De entre las numerosas películas rodadas por Buñuel, resalta una que –sin ser de las mejores, peores, o más conocidas de su producción– destaca por su buena factura y por su «accesibilidad» al público, pues se trata de un film con el que cualquiera se podría aproximar a la obra de este gran realizador. Hablamos de «La fièvre monte à El Pao» (1959), una producción franco-mexicana protagonizada por la inolvidable María Félix y por Gèrard Philipe, célebre actor francés quien moriría ese mismo año.

La cinta trata la historia de Ramón Vázquez (Philipe), un joven soñador que funge como funcionario penitenciario en un país sudamericano sometido por una «dictadura tropical». Las circunstancias del destino harán que Ramón inicie una una relación amorosa con Inés Rojas (María Félix), la viuda del gobernador de El Pao, isla-prisión donde son sistemáticamente desterrados los opositores al régimen. Este prometedor estudiante de derecho embebido por nobles ideales (y que ahora sería un activista ONGero, militante por los Derechos Humanos o un firme defensor de todas las minorías existentes) emprenderá una cruzada para mejorar las condiciones de vida de los presos políticos, aplicando la legalidad con moderación y hasta con dulzura. Para ello arrastrará en su cometido a la bella viuda, totalmente enamorada de Ramón y deseosa de redimir su pasado de infidelidades y frivolidad. Nada podía ser mejor, sin embargo, poco a poco la nobleza de los dos héroes se empañará progresivamente –gracias a la maestría narrativa de Buñuel– dejándonos ver lentamente toda su miseria y ambición. Así pues, para lograr su ilustre objetivo, Ramón echará mano progresivamente de medios cada vez más cuestionables, lo que al final de cuentas provocará más daño del que quiso sanar. La «obsesión» por sus ideales lo llevará a sacrificar a sus aliados, amigos e incluso al objeto de sus preocupaciones: los presos políticos. Las ideas y las teorías serán en definitiva más importantes que la propia gente en la que se inspiran. El filántropo luchador y su amada correrán, finalmente, la misma suerte que muchos otros de su especie: se mostrarán simplemente como vulgares juguetes del amor propio, disfrazando de caridad lo que en verdad resultaba pura vanidad.

Es así que en esta, como en otras películas («Nazarín» (1959), «Viridiana» (1961), etc.) Buñuel renegará de la opinión generalizada que –desde Rousseau– impera.
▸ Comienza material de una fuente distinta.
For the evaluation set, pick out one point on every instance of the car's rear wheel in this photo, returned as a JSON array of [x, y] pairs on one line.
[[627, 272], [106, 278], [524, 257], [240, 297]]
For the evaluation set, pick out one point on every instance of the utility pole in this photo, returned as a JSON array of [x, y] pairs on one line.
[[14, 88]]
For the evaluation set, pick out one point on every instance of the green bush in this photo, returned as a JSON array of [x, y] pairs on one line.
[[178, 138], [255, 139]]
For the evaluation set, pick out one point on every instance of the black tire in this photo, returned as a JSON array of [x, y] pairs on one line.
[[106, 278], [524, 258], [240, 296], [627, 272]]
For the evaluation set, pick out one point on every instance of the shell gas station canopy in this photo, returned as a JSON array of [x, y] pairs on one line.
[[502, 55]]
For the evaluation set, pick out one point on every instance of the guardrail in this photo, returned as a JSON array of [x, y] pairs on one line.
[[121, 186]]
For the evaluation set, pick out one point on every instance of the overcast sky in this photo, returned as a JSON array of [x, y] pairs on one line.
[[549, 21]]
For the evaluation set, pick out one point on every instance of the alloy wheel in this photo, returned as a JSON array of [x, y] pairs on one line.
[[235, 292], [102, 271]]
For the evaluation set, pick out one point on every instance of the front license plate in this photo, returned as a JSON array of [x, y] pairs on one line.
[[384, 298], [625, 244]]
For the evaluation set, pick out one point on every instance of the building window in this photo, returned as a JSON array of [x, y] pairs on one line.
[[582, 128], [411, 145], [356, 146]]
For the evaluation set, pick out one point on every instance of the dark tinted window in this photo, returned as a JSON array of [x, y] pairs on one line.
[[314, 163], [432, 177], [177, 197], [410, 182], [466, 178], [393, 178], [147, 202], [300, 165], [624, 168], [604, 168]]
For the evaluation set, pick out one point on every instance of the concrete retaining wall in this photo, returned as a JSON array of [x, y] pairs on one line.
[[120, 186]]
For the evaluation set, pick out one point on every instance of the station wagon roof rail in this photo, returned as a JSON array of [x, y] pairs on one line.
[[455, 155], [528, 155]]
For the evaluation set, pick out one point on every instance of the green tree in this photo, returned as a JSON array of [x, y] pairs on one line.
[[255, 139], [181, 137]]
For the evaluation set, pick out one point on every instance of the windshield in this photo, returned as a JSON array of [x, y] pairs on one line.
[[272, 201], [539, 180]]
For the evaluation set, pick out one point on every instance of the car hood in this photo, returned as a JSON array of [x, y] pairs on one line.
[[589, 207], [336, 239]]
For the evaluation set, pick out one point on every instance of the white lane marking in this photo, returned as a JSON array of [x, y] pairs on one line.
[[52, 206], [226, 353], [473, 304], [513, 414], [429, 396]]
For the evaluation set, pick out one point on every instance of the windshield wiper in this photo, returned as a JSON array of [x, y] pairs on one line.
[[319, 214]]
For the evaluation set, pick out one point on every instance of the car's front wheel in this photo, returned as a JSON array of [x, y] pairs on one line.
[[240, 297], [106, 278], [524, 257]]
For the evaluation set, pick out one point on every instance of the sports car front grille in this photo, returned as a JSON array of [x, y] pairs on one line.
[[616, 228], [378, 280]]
Se opondrá, luego, a aquella máxima liberal que afirma la «buena naturaleza y voluntad» innata al hombre (y en la que, por otro lado, se funda la democracia, el libre comercio y la libertad de expresión y culto). El director español nos presenta por contrario, y descarnadamente, al ser humano como un animal egoísta y ambicioso, que disfraza de buenas intenciones su apetito de poder y lujuria… una visión pesimista pero que sin ser enteramente cierta tiene mucho de verdad, al enfrentar la opinión dominante sobre la «inmaculada concepción del hombre» y la «tendencia automática al bien» que se popularizara desde la Revolución Francesa. Esto lo sabía bien Buñuel, estudiante jesuita que aprendiera –sin quererlo quizás– en las meditaciones de san Ignacio de Loyola sobre la libertad y la naturaleza humana; escritos en las que se insiste tanto sobre la tendencia al mal que experimenta todo hijo de Adán, como del camino de salvación posible mediante la constante confrontación de la propia voluntad con la de Dios. Al parecer esta última parte de los «Exercicios Espirituales» –la más importante sin duda– no fue bien asimilada por el rebelde director. A pesar de ello, en esta y en otras películas, Buñuel afirmará –inconscientemente– una conciencia ética cristiana, sin maquiavelismos del tipo «mal necesario» (tan afecto a muchos votantes peruanos). Señalará, por último, como único camino del desarrollo de la humanidad, no alguna militancia basada en una teoría esquiva e inhumana, sino a la contienda interior –cotidiana y personal– por el desapego de las pasiones mediante el sacrificio y la contemplación.
   




[1] ALCALÁ, Manuel S.J. (1973) Buñuel, Cine e ideología. Madrid. p. 92, s.